Do you have a rival? A nemesis? Someone that always gets under your skin? A person that elevates your blood pressure when they walk in the room? Rivalries are nothing new. You may remember a few famous ones. How about the Hatfield’s and McCoy’s? Or, Hamilton and Burr? Maybe Tonya Harding and Nancy Kerrigan are more in your era. Perhaps it’s Apple vs Microsoft, or Nike and Adidas?
Think more about rivalries. Are they good, or are they bad? It’s funny, I’ve been taught both. Clearly, rivalries that end in death like Alexander Hamilton or injury like Nancy Kerrigan are horrible. But what about Apple and Microsoft? Common wisdom suggests that rivalries are good things. That this rival person or organization will drive us to greater achievement when we channel the competitive energy.

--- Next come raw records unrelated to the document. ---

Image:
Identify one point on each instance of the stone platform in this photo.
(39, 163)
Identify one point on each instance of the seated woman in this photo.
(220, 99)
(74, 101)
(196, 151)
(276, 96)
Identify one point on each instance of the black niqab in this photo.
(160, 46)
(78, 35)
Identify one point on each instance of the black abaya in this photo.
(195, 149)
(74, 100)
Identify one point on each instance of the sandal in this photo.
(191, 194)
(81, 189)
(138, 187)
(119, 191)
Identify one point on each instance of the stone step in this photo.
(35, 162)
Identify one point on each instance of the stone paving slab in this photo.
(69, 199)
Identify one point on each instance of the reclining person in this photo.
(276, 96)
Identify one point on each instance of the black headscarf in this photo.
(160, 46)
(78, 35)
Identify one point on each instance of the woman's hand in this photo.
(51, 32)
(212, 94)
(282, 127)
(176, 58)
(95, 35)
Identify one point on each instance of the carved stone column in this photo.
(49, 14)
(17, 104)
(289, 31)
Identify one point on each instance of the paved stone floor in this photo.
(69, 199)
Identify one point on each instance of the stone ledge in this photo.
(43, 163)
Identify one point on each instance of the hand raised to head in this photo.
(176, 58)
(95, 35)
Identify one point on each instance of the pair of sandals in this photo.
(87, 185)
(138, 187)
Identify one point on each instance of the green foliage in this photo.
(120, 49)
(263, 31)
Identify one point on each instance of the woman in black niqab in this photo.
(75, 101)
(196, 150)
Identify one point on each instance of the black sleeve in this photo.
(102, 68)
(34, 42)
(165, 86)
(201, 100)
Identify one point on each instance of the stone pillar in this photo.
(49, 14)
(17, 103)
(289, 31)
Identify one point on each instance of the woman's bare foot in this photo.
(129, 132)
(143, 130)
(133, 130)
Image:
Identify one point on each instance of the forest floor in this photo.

OK, I see the logic in that. But, there is a problem. Who’s side is God on? I mean, if God is for us – each of us – how does he choose between Alexander Hamilton or Aaron Burr? Who should win?
To answer that question, we need more direction. It is no mistake that 1 John 4 has one major theme: Love. Think about it. What happened when Jesus’ rivals challenged him? How did he respond? He loved them. You remember their response. They hated him more. In turn, he loved them more deeply.

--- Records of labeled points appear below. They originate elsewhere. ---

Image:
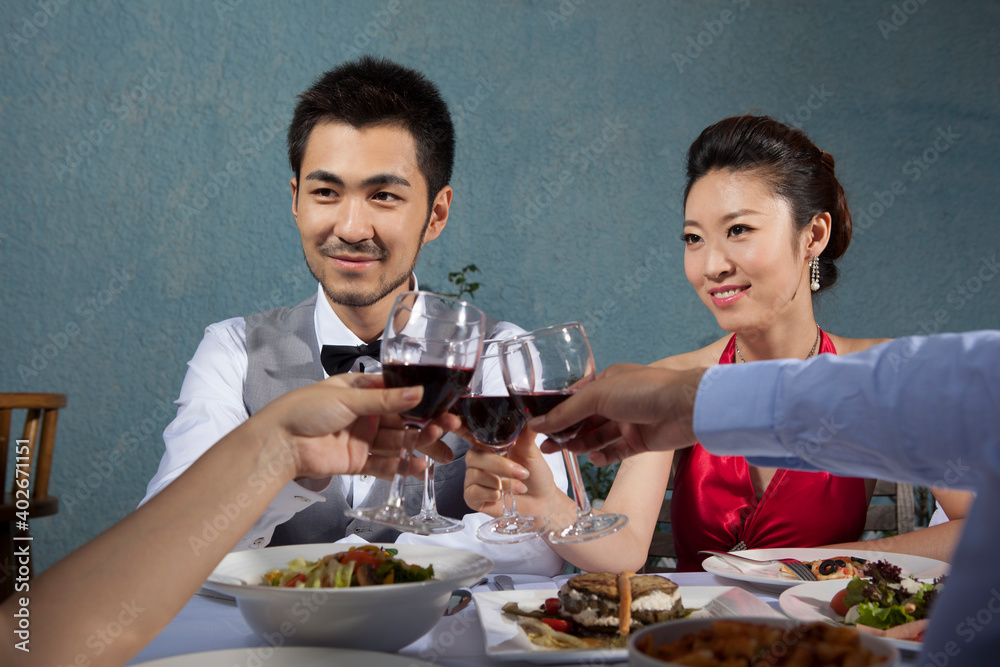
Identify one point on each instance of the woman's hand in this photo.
(628, 409)
(524, 467)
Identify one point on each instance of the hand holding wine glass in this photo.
(542, 369)
(494, 422)
(433, 341)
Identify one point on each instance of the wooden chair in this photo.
(30, 461)
(896, 516)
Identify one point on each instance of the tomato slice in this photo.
(558, 624)
(361, 557)
(837, 603)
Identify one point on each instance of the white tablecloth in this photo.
(207, 625)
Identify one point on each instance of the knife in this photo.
(502, 582)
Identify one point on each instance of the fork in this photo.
(798, 568)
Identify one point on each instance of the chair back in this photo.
(32, 457)
(897, 515)
(28, 459)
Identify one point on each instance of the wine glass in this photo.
(542, 369)
(434, 341)
(494, 422)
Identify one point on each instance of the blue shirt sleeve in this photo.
(886, 412)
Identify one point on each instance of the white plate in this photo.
(811, 602)
(354, 618)
(286, 656)
(505, 640)
(771, 575)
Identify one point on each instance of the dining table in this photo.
(209, 623)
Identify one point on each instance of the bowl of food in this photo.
(378, 596)
(769, 641)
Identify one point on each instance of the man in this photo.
(371, 145)
(922, 410)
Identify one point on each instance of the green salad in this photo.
(368, 565)
(886, 599)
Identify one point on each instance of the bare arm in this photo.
(141, 571)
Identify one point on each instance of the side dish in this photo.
(740, 643)
(887, 603)
(599, 609)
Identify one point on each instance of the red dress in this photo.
(714, 505)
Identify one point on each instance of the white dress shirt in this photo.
(920, 410)
(211, 405)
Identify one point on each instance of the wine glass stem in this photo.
(576, 480)
(506, 495)
(429, 504)
(399, 479)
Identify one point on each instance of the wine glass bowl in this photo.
(542, 369)
(494, 421)
(433, 341)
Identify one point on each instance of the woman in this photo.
(765, 221)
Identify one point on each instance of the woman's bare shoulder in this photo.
(706, 356)
(851, 345)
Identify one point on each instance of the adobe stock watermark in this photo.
(656, 258)
(581, 160)
(915, 168)
(704, 39)
(30, 25)
(961, 294)
(898, 17)
(87, 311)
(121, 107)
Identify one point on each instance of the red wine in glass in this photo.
(536, 404)
(494, 421)
(442, 387)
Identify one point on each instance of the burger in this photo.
(602, 603)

This is the crazy part. Seriously, think about someone who hates you. It makes no sense to love them back. None! Unless, of course, you have the heart of Jesus. You see, Jesus did not love them back for who they are, but for who they might become. He knew that giving his love would open up the possibility – no matter how unlikely – that they would also find love in their hearts. That they would live. For Jesus, that is all that mattered. He loved them so deeply, in fact, that he gave up everything he had – his very life – so that they might live (1 John 4:10).
So, what am I to do with my rivalries? Love them. Unconditionally. Lay down my sword and take up my cross so that they too might live wholly, and holy.